AI chat assistants often require users to trade privacy for convenience, with many mainstream platforms storing, analyzing, and even using your conversations to train their models. This approach exposes sensitive information to risks ranging from data leaks to unwanted surveillance. Proton, widely recognized for its secure email and VPN products, has introduced Lumo—a new AI chatbot designed to solve these privacy problems by putting user confidentiality at the forefront.

Zero-Access Encryption: Conversations That Stay Private

Lumo’s standout feature is its strict approach to data privacy. Unlike most AI chatbots, which store chat logs on company servers, Lumo employs zero-access encryption. This means any conversation you save is encrypted in a way that only your device can decrypt—Proton itself cannot read or access your chat history. Even if Proton’s infrastructure were compromised, your conversations would remain inaccessible to anyone but you.

When you use Lumo without logging in, no chat history is saved at all. If you sign in with a Proton account, your chat history syncs across devices, but remains encrypted end-to-end, ensuring only you have the decryption key.

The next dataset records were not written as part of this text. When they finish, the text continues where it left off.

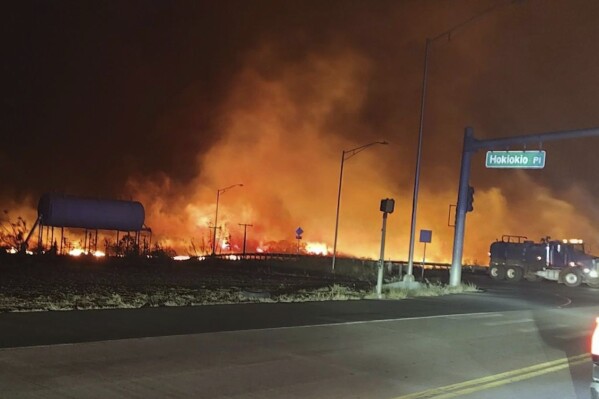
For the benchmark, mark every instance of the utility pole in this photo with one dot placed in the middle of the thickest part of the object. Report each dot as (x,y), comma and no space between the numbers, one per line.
(472,145)
(245,226)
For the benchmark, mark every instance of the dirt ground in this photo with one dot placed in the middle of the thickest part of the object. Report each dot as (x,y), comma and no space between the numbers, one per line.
(37,283)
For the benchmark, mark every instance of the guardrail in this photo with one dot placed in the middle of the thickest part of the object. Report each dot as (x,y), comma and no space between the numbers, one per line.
(266,256)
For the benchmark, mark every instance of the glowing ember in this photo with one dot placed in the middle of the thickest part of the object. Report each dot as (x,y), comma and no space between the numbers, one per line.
(76,252)
(317,248)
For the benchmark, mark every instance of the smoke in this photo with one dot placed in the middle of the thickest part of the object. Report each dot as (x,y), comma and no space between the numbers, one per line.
(269,94)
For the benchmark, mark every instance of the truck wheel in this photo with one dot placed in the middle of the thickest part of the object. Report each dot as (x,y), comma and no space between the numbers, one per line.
(514,273)
(533,278)
(593,282)
(572,277)
(497,272)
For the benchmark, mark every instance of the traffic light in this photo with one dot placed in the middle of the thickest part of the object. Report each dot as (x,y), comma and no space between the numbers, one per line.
(470,199)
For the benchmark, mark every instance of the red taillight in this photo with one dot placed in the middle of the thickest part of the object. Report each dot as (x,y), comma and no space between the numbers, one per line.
(595,340)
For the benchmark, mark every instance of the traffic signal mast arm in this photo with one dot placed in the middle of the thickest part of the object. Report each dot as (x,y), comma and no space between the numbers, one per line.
(472,145)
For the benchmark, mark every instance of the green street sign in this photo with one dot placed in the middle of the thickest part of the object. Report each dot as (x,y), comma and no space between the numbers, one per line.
(515,159)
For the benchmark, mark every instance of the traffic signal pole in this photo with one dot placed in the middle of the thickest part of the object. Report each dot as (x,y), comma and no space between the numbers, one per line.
(455,273)
(471,145)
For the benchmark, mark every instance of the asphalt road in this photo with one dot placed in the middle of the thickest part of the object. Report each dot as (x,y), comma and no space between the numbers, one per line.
(527,340)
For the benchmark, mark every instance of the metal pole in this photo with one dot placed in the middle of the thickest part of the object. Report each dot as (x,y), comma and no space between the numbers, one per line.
(337,214)
(409,276)
(447,33)
(379,279)
(215,223)
(423,262)
(245,226)
(455,273)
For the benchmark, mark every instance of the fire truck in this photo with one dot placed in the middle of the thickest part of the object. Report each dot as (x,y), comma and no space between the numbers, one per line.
(565,261)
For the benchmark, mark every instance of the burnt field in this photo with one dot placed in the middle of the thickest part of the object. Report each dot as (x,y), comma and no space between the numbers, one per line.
(38,283)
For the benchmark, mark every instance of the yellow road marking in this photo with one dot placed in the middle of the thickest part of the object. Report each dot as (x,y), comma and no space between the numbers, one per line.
(467,387)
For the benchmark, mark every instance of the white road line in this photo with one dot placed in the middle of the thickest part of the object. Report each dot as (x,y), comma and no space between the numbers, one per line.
(507,322)
(474,316)
(528,330)
(573,335)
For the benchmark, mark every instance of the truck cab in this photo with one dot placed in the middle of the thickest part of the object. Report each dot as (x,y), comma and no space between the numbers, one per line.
(565,261)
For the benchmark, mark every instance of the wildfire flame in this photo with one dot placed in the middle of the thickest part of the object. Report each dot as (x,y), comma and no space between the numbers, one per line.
(316,248)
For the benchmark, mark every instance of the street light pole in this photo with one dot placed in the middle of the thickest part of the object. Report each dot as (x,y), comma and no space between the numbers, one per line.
(346,154)
(409,277)
(245,226)
(218,193)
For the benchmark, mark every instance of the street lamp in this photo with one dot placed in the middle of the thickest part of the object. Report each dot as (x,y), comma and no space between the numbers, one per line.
(346,154)
(218,193)
(409,277)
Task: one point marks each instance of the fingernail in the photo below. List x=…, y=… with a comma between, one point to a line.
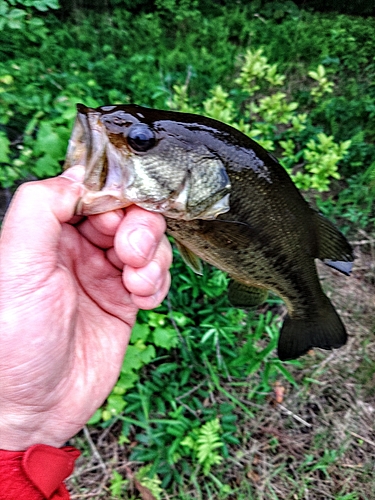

No Data Harvesting or AI Model Training

Most AI chatbots improve their responses by learning from user conversations, but this practice can inadvertently expose private details. Lumo takes a different route: your chats are never used to train its underlying AI models. The language models powering Lumo are trained only on carefully selected, publicly available datasets, with a knowledge cutoff in October 2023. This prevents your personal information from being repurposed for future AI responses or shared with third parties.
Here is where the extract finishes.